The fourth vulnerability was quite interesting, and it reappeared at the start of the pandemic when Zoom was under increased usage (and increased scrutiny). I labeled the vulnerability "Potentially unsafe URIs can cause local file inclusion, command injection, or remote connection," which is exactly what it did. To summarize, you could send Uniform Resource Identifiers that would appear as links to someone you were chatting with, and these could do various things like open malicious websites, download files, or even run commands on the user's system. (Bizarrely, it even worked with the gopher:// protocol.) The vulnerability that reappeared at the beginning of 2020 was identical and focused on Universal Naming Convention (UNC) paths so that you could send NT LAN Manager (NTLM) credentials to an attacker's domain.
For reporting this vulnerability, I was (eventually) paid the "princely" sum of $50, and it took about six months for the vulnerability to work its way to the powers that be. Two years later, I received a message saying it had been fixed, and could I spend my free time checking the fix? (I didn't.) Today, far more lavish payouts are common in crowdsourced security — and they distract from the real problem: Should we really be paying out $50,000 for a vulnerability?
How Lavish Rewards Harm People and Products
These kinds of sums are not new, of course. Zoom zero-days at the height of the pandemic reportedly were being sold for $500,000 for the Windows app, and companies like Zerodium frequently traffic in these kinds of vulnerabilities in the "grey market" area of vulnerability transactions.
Back to the question at hand, there are many downsides to ever-increasing payouts in crowdsourced security programs. While the main aim is to increase interest in the program (remember, crowdsourced programs rely on an Orwellian gig economy, where you work for free unless you find a valid bug), they also have a counterproductive effect of cannibalizing talent away from legitimate security areas, salaried or otherwise.

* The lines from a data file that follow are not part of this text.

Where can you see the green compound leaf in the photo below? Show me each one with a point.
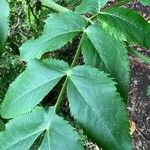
(148, 91)
(32, 86)
(96, 105)
(90, 6)
(4, 23)
(113, 54)
(129, 23)
(90, 55)
(59, 29)
(2, 126)
(21, 132)
(145, 2)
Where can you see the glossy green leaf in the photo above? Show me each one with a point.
(4, 23)
(113, 53)
(2, 126)
(21, 132)
(58, 30)
(90, 6)
(148, 91)
(90, 54)
(97, 106)
(127, 22)
(145, 2)
(32, 86)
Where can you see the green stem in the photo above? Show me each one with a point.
(54, 6)
(63, 90)
(31, 9)
(139, 55)
(62, 9)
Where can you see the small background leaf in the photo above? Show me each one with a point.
(113, 54)
(96, 105)
(22, 131)
(90, 6)
(4, 23)
(145, 2)
(135, 29)
(58, 30)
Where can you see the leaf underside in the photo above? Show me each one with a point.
(95, 104)
(32, 86)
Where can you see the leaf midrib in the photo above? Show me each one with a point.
(31, 90)
(104, 124)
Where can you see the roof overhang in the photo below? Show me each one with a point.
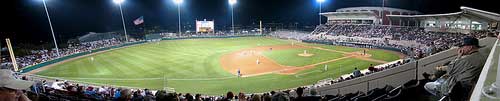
(466, 12)
(347, 13)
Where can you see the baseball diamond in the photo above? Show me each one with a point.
(210, 66)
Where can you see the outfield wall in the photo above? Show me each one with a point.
(40, 65)
(399, 75)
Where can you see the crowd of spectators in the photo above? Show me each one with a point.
(426, 42)
(40, 56)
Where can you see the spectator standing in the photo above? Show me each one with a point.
(356, 72)
(462, 72)
(11, 88)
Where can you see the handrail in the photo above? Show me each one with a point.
(480, 85)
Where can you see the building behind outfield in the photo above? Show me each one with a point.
(464, 21)
(366, 15)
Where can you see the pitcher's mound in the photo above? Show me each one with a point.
(305, 55)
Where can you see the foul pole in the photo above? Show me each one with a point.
(12, 57)
(260, 25)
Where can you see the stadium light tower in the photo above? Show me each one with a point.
(178, 3)
(51, 29)
(119, 2)
(232, 3)
(320, 3)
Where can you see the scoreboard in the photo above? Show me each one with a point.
(204, 26)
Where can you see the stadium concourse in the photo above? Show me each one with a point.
(414, 41)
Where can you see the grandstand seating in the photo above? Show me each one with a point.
(401, 76)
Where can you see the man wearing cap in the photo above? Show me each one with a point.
(10, 88)
(463, 72)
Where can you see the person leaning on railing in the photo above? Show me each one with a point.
(461, 73)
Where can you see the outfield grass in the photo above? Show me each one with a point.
(385, 55)
(189, 66)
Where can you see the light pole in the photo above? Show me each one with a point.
(320, 3)
(232, 3)
(382, 13)
(178, 3)
(51, 29)
(119, 2)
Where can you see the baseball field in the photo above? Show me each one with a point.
(210, 66)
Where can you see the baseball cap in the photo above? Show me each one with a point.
(9, 81)
(468, 41)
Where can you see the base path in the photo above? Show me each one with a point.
(252, 62)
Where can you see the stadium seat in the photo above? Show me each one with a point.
(394, 95)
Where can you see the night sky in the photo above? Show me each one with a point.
(25, 20)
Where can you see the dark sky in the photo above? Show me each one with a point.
(25, 20)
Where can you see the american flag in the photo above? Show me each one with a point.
(139, 20)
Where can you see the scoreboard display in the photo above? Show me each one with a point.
(205, 26)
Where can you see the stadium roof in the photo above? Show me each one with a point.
(349, 13)
(466, 11)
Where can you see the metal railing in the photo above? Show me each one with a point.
(487, 86)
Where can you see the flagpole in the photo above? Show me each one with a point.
(51, 29)
(123, 22)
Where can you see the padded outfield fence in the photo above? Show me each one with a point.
(328, 42)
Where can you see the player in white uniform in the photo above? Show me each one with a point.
(239, 72)
(326, 68)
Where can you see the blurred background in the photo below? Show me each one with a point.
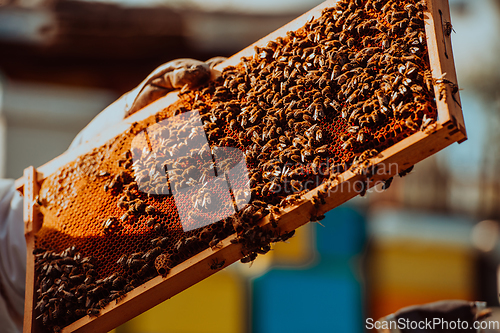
(433, 235)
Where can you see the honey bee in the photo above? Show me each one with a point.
(111, 224)
(93, 312)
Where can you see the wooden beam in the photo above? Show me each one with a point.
(32, 223)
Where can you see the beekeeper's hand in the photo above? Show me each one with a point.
(173, 75)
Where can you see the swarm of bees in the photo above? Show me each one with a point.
(305, 108)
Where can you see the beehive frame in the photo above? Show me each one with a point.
(448, 129)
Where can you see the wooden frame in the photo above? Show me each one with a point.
(448, 129)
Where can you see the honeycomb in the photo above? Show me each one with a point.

The cost of paying to fix vulnerabilities when they are live is also in play. That $50,000 could easily be spent fixing root causes of vulnerabilities and "shifting left" to pay for far more than a single fix. Some obvious examples of how that money could be used:
A full-time application security engineer
From 10 to 20 pen tests or code reviews (depending on the day rate)
A full suite of automated pen-testing software
Full deployment and implementation of static application security testing (SAST) software (code scanning/dependencies) across upwards of 10 million lines of code
Training hundreds of developers in secure coding techniques
Any of the above would spot issues raised in crowdsourced programs long before they ever made it to a live environment — and at a far cheaper cost. While the argument is that the bug reward offsets the monetary impact of an eventual vulnerability exploit, the counter to that is that if you were to take a shift-left approach, the offset would be multiplied by a factor of 10. If your SAST or application security engineers or even your code reviews spot 10 of these vulnerabilities before going live, you've also mitigated the additional cost of refactoring code and pushing a single build to fix a single vulnerability.
Chase the Cause, Not the Symptom
Crowdsourced security scales for a problem that always chases the symptom, not the cause, and offering ever-increasing rewards won't alleviate the structural issues they are trying to solve: good application security hygiene. While the same could be said for the alphabet soup of acronyms in the cybersecurity technology space (think IAM, WAF, DAST, SIEM, etc.), many technologies are simply bandages over what a comprehensive application security pipeline would resolve.
Paying five-figure rewards for single vulnerabilities won't suddenly mean you have better security. When deciding how much to pay for a vulnerability, if the question becomes, "is this too much for a vulnerability?" then you should be asking yourself "Am I shifting left enough?"